Sections (4 μm) from frozen mouse kidneys were fixed in ethanol/ether (1:1) for 10 min followed by 95% ethanol for 20 min, washed with phosphate-buffered saline, and stained with fluorescein anti-mouse C3 and rhodamine anti-mouse IgG (Cappel, MP Biomedicals, Solon, OH). For staining with Alexa 488 anti-mouse F4/80 (AbD Serotec, Raleigh, NC), sections were fixed twice with cold acetone (10 min, 4 °C) with intervening air-drying. Slides were viewed with an Olympus BX-60 IF microscope (Carter Valley, PA). Representative photomicrographs were taken at identical settings with a Hamamatsu EM-CCD camera (Bridgewater, NJ).
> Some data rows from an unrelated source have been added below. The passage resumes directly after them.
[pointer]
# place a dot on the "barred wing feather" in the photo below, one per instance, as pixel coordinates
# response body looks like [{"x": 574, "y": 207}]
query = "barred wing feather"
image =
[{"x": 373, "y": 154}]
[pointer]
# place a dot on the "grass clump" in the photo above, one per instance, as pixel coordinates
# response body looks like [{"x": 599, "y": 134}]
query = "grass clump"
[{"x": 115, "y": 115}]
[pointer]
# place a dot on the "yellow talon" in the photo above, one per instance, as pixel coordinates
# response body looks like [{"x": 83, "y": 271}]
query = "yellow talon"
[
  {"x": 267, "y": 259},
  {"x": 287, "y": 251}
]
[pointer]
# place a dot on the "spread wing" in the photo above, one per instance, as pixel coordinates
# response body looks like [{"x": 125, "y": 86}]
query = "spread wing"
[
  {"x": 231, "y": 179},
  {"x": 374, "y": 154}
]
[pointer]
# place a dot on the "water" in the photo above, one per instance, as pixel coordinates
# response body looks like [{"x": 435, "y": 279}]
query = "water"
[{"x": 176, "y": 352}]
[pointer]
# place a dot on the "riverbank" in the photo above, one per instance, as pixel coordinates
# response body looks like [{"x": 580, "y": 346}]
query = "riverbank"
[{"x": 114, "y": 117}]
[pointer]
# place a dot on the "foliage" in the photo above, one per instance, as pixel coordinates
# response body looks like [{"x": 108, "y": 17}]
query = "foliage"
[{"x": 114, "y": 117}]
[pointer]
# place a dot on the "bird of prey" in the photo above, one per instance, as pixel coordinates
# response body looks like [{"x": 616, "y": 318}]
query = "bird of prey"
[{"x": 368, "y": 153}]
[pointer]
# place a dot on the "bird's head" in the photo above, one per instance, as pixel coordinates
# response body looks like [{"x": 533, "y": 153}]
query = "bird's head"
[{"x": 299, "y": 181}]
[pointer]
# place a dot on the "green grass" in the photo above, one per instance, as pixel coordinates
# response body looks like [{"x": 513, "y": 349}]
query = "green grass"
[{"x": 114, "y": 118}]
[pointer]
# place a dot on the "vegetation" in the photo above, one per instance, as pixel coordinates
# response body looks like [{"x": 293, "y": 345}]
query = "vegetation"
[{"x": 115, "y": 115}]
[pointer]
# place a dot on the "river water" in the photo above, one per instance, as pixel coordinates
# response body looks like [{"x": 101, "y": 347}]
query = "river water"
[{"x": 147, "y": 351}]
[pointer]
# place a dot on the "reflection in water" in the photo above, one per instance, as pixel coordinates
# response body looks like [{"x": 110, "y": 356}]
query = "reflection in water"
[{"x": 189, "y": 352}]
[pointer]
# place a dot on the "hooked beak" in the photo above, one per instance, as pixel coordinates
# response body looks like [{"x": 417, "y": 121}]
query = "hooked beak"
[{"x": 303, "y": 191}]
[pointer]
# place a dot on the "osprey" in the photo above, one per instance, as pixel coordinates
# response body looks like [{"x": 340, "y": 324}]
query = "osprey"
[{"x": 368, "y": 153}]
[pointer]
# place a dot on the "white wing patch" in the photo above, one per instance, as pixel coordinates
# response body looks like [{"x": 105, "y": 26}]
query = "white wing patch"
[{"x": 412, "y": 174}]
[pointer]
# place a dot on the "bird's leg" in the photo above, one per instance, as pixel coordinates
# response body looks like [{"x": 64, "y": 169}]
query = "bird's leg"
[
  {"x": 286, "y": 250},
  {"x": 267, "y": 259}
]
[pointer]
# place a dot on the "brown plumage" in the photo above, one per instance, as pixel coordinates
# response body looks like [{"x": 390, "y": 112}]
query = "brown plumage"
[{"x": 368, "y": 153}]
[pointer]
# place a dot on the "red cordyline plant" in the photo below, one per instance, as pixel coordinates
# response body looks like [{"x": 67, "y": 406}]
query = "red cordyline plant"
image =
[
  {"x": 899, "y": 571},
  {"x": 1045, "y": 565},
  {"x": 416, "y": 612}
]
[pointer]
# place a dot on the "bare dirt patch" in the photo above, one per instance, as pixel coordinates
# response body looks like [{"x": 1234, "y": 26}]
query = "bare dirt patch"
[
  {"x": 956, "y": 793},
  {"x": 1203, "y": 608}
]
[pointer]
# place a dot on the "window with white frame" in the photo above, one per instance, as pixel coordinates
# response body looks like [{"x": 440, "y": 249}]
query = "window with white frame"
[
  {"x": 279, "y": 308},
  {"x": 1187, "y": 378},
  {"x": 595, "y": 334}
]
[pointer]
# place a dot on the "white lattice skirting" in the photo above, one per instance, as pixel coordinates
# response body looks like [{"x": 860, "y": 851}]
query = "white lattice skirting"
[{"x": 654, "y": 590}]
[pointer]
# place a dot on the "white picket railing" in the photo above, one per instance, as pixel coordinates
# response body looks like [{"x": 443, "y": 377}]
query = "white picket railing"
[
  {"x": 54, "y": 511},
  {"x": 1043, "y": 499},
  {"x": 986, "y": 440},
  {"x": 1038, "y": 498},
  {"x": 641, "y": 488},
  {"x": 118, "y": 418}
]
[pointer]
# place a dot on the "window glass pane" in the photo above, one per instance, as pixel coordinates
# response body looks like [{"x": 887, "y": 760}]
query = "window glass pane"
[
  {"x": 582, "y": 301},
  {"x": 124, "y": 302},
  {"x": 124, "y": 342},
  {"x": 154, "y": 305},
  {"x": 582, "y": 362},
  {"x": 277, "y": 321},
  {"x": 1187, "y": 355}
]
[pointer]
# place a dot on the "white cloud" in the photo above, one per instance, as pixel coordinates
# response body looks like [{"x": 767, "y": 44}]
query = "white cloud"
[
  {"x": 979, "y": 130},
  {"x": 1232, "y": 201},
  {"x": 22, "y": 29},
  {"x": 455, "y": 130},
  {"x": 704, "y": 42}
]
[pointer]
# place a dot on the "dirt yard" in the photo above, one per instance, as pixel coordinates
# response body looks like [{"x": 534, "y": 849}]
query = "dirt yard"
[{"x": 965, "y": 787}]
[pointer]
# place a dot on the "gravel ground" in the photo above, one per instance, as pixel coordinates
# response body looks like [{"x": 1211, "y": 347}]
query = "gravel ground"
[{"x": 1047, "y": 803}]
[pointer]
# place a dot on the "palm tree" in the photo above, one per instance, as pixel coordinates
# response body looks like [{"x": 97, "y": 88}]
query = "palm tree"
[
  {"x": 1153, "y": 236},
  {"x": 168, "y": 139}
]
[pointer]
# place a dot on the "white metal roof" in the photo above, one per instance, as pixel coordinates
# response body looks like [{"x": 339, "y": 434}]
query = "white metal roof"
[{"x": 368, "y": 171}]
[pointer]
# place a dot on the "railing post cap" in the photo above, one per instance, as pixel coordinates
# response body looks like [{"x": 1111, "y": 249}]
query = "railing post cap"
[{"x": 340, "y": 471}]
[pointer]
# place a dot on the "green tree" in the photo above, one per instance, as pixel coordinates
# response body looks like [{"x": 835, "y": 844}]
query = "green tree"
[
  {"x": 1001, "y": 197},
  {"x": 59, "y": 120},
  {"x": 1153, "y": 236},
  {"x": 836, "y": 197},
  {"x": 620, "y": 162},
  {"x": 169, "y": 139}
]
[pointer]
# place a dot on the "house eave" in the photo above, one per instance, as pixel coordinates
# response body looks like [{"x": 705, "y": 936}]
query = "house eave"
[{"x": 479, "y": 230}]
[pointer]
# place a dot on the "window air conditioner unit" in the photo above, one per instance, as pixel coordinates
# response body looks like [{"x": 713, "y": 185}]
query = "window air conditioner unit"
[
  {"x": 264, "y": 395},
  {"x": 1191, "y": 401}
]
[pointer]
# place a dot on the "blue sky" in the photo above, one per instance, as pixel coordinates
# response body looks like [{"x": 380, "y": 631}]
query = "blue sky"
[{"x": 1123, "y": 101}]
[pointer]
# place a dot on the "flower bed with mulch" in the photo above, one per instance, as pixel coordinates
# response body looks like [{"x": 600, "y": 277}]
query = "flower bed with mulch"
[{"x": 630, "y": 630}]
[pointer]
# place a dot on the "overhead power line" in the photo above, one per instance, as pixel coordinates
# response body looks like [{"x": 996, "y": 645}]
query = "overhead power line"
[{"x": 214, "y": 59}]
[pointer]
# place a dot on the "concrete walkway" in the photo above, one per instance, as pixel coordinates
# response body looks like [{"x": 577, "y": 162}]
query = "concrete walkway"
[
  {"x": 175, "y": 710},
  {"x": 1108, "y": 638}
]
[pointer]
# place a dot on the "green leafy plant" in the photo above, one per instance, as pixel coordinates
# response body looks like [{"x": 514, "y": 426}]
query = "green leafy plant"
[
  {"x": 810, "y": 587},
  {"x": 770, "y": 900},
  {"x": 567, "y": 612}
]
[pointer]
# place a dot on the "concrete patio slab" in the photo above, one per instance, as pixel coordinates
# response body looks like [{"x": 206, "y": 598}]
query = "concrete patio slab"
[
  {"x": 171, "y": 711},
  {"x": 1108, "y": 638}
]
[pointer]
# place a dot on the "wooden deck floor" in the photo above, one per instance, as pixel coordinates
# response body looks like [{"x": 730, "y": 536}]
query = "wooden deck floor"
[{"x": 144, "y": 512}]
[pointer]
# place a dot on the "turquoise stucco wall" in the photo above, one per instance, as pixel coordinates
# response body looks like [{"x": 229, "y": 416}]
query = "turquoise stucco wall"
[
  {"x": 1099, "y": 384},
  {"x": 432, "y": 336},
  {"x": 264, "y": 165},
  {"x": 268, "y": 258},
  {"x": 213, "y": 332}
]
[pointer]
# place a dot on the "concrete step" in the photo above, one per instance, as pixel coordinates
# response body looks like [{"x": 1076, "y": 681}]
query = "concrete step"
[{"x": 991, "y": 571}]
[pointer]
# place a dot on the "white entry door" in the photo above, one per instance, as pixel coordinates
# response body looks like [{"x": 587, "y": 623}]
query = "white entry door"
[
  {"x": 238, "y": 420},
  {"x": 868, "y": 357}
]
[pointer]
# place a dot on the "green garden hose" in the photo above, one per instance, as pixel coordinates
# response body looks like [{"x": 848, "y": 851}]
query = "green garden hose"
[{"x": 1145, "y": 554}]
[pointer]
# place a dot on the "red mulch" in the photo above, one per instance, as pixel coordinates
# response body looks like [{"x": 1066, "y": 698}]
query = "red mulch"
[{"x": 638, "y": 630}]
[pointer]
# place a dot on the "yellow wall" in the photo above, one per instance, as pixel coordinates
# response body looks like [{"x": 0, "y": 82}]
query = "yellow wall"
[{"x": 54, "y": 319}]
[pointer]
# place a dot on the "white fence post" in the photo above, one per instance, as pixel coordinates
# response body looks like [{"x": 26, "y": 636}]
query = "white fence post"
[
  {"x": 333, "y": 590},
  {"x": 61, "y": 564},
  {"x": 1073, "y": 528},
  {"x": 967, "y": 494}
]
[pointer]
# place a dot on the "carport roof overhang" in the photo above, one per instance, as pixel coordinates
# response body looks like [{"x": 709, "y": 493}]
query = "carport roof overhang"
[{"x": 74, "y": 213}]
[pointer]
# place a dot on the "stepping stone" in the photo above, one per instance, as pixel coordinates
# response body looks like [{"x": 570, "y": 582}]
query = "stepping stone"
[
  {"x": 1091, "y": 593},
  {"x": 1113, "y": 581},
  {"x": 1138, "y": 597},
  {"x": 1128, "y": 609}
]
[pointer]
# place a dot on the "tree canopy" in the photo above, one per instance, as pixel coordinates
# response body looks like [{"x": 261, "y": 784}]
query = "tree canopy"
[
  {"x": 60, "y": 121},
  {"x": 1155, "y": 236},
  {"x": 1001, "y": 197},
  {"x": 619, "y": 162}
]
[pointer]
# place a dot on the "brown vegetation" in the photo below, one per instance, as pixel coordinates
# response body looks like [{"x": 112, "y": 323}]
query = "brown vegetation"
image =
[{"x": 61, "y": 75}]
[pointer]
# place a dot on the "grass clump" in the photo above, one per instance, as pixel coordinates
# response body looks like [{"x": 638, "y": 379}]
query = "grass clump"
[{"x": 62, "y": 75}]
Renal-infiltrating cells and peripheral blood mononuclear cells were isolated as described previously.[58] In brief, mouse kidneys were minced and digested at 37 °C for 25 min with gentle agitation with collagenase I (2 mg/ml) and DNAse I (100 mg/ml) in Hank's buffered salt solution/1% (vol/vol) bovine serum albumin (all from Sigma/Aldrich, St Louis, MO). Erythrocytes were lysed with NH4Cl, and the cell suspension was passed through a 40-μm cell strainer (BD Biosciences, Franklin Lakes, NJ). Isolated cells (∼106) from each mouse kidney and peripheral blood were blocked with mAb 24.G2 and stained with monoclonal antibodies (with labeled fluor in parentheses) to CD3 (brilliant violet), F4/80 (PE/Cy7), Ly6C (Alexa 488) (Biolegend, San Diego, CA), CD4 (fluorescein isothiocyanate), CD8 (allophycocyanin) (AbDSerotec), and CCR2 (phycoerythrin) (RnD Systems, Minneapolis, MN). Flow cytometry was performed with a BD Biosciences LSR II and analyzed with the FlowJo software (Tree Star, Ashland, OR).

Statistical methods

Data were analyzed using the Minitab statistical software (v. 16, College Park, MD). Data sets were first analyzed with the Anderson–Darling normality test and considered parametric with Hα>0.05. Data from flow cytometry were log-transformed. Parametric and nonparametric data are presented as mean±s.e.m. and median (Q1–Q3), respectively. All data presented graphically are from individual animals. Parametric data were analyzed by one-way analysis of variance with comparisons among groups using Fisher's method. Nonparametric data sets were analyzed comparably by Kruskal–Wallis and Mann–Whitney testing. Potential correlations among variables were first examined by calculating the Pearson product moment; those significant were further examined using the least-squares method.